The study found that gun suicide rates for people 55 and older fell about 6 percent in the 32 states that added gun restrictions – but detected no overall reduction in suicides. Cook speculated that people who want to end their own lives probably will find a way. 

Ludwig speculated that the "enormous loophole" caused by the sale of firearms by one private citizen to another and at gun shows might have been closed a bit by the law.
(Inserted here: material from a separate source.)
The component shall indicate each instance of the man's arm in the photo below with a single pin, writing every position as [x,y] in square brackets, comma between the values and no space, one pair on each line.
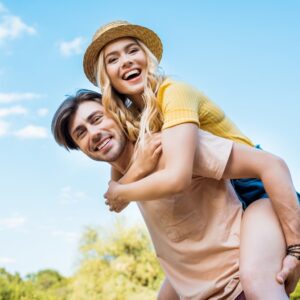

Sales not handled by licensed firearms dealers are estimated to make up to 40 percent of the U.S. gun market. 

Another gun violence researcher, Ed McGarrell of the Hudson Institute's Crime Control Policy Division, in Indianapolis, admitted to UPI that the "Brady law restrictions would only be on law-abiding citizens. ... It makes it inconvenient to get a gun." 

McGarrell still believes the law and its background checks "are a good thing." 

Brady Law's Main Effect: More Rapes and Attacks on Women

Robert Lott, senior research scholar at the School of Law at Yale University, isn't so upbeat. 

He told UPI his own research on Brady has found the law's major effect is a 3 percent jump in rapes and assaults on women, especially in states that previously had few if any restrictive gun laws. 

"It makes it difficult for someone to get a gun for self-defense," says Lott, author of "More Guns, Less Crime." 

Criminal justice expert Richard Rosenfeld of the University of Missouri-St. Louis said he could not draw strong conclusions about Brady's effect on homicide rates because of the study's lack of evidence about secondary markets. In a JAMA editorial, he called for more research.